2.1 Ten behoeve van de bouw van een zeiljacht van het type Baltic 147 heeft de jachtwerf Baltic Yachts, gevestigd te Finland, de vennootschap naar Duits recht Nolte G.m.b.H. de opdracht verstrekt tot het vervaardigen van een geïntegreerd monitorings- en controlesysteem. Nolte heeft op haar beurt aan gedaagde de opdracht verstrekt tot het vervaardigen van het geïntegreerd monitorings- en controlesysteem. Vervolgens heeft gedaagde voornoemde opdracht aan eiseres verstrekt.
2.2. In juni 2002 heeft eiseres het geïntegreerde monitorings- en controlesysteem, bestaande uit onder meer twee bedieningspanelen, afgeleverd bij de jachtwerf Baltic Yachts, alwaar het schip gelegen was. De twee bedieningspanelen zijn op de werf ingebouwd in consoles.
2.3 Ongeveer vijf maanden na de levering van de bedieningspanelen is bij eiseres geklaagd over storingen en gebreken aan het besturings- en controlesysteem. Op 13 december 2002 heeft eiseres een onderzoeksrapport gericht aan gedaagde uitgebracht. In dit rapport is vermeld dat er schade is ontstaan aan de bedieningspanelen door condensvorming.
2.4 Eiseres heeft voor haar werkzaamheden diverse facturen gezonden aan eiseres. Gedaagde heeft 90% van het overeengekomen bedrag voor de werkzaamheden betaald. Tot op heden zijn de volgende facturen niet betaald:
- factuurnummer 16098, factuurdatum 30 oktober 2002, ten bedrage van € 42.829,40;
- factuurnummer 16129, factuurdatum 1 november 2002, ten bedrag van € 120,90 (abusievelijk is in de dagvaarding € 120.090,-- vermeld);
- factuurnummer 16198, factuurdatum 8 november 2002, ten bedrage van € 6.215,47;
- factuurnummer 16504, factuurdatum 12 december 2002, ten bedrage van € 12.439,--.
2.5 Bij brief van 6 juni 2003 heeft gedaagde aan eiseres onder meer medegedeeld:
"We are referring tot your fax to Baltic Yachts (store charge after 06 06 2003 for the electronic parts, wich are no longer usable) and woud like to point out as follows:
1. We will not accept any charge.
2. We wil let have you the last opportunity for checking the monitor sofware up to Juni 17th 2003. Other possibility could be that we willl order an external sofware engineer looking after your problems en will invoice this work to your company.

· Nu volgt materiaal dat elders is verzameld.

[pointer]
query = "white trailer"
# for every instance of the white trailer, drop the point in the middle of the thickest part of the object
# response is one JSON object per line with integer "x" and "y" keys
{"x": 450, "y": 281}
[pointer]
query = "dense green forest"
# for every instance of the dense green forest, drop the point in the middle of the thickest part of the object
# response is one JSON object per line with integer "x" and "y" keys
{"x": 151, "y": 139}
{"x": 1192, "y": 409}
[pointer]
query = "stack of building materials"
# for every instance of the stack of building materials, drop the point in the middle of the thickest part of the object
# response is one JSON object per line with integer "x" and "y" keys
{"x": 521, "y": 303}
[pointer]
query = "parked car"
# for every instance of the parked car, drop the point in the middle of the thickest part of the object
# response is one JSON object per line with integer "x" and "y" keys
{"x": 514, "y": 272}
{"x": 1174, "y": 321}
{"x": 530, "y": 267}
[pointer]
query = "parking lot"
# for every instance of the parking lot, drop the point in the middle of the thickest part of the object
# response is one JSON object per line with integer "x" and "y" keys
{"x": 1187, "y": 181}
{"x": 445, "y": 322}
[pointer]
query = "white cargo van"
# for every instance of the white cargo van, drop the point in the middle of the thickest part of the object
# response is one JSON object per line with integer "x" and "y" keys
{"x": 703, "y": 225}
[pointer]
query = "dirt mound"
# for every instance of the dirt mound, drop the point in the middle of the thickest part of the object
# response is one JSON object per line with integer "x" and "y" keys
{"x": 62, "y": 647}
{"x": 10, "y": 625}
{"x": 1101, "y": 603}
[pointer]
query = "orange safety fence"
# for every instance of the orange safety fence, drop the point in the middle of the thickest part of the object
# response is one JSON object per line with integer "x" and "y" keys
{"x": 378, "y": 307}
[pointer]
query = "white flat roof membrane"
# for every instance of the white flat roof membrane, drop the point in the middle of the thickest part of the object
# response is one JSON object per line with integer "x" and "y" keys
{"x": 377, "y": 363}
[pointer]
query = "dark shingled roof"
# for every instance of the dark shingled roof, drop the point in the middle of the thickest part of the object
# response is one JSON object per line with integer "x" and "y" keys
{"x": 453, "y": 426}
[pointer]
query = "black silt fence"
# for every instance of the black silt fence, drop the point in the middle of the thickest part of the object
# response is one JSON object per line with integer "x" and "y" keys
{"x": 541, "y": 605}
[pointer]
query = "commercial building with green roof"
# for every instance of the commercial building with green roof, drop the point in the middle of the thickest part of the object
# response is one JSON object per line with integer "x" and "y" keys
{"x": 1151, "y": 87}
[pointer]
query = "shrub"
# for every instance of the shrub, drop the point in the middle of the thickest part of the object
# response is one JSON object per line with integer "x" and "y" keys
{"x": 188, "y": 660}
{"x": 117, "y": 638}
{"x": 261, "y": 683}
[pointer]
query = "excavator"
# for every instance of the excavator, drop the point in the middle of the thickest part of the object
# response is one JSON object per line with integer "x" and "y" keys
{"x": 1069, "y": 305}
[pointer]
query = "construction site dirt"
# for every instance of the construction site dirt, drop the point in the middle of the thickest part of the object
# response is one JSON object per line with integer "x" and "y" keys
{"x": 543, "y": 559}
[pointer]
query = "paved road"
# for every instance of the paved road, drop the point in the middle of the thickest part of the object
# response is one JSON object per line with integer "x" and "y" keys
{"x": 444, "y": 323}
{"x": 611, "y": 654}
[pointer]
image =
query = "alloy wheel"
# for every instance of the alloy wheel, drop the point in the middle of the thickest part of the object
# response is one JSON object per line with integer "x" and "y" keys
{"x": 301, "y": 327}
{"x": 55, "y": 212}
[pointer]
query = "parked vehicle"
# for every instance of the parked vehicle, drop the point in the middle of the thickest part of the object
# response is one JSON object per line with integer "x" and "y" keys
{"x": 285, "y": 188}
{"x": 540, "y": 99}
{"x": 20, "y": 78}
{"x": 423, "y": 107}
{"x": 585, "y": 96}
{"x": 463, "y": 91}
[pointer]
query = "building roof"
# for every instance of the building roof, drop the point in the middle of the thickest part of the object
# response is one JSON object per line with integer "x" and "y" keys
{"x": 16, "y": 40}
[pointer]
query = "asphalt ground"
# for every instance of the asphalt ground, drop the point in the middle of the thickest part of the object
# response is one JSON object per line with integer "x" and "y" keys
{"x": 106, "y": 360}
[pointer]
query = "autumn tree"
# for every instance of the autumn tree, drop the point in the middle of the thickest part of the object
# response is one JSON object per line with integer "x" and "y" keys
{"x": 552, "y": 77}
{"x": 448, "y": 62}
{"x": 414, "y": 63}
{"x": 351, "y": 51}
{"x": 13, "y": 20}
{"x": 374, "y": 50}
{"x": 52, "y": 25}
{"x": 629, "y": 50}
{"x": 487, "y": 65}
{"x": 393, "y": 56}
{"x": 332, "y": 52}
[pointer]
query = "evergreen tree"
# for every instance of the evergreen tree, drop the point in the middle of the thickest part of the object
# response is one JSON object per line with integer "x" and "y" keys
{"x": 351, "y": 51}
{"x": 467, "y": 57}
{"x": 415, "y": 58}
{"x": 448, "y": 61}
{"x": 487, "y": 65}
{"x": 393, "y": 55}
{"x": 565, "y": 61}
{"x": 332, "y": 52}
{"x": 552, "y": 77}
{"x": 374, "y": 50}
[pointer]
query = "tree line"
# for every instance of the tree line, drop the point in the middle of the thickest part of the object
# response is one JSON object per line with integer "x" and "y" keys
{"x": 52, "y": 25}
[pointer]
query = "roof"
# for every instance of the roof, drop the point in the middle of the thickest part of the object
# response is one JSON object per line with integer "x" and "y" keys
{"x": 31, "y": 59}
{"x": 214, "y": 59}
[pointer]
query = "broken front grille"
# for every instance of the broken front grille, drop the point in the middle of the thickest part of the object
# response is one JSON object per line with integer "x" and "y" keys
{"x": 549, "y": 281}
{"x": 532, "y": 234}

3. The expenses for producing new (well functioning dashboards) will be approx. EUR 31.000,-- ex AT. Here we have not included the damaged parts of your terrible electronic and service.
4. We are sure that we accepted a long long warranty work (October 2020 tot Juni 2003 = 8 monthes).
5. Please send us your credit note for the amount of € 67.820,74 unil Juni 17th 2003."
3.1 Eiseres vordert om bij vonnis, uitvoerbaar bij voorraad, gedaagde te veroordelen om aan eiseres te betalen de somma van € 81.652,55, vermeerderd met de contractuele rente hierover vanaf het moment dat gedaagde met betrekking tot de betreffende facturen in verzuim is, althans vanaf de datum van deze dagvaarding, althans de wettelijke rente, met veroordeling van gedaagde in de kosten van de procedure.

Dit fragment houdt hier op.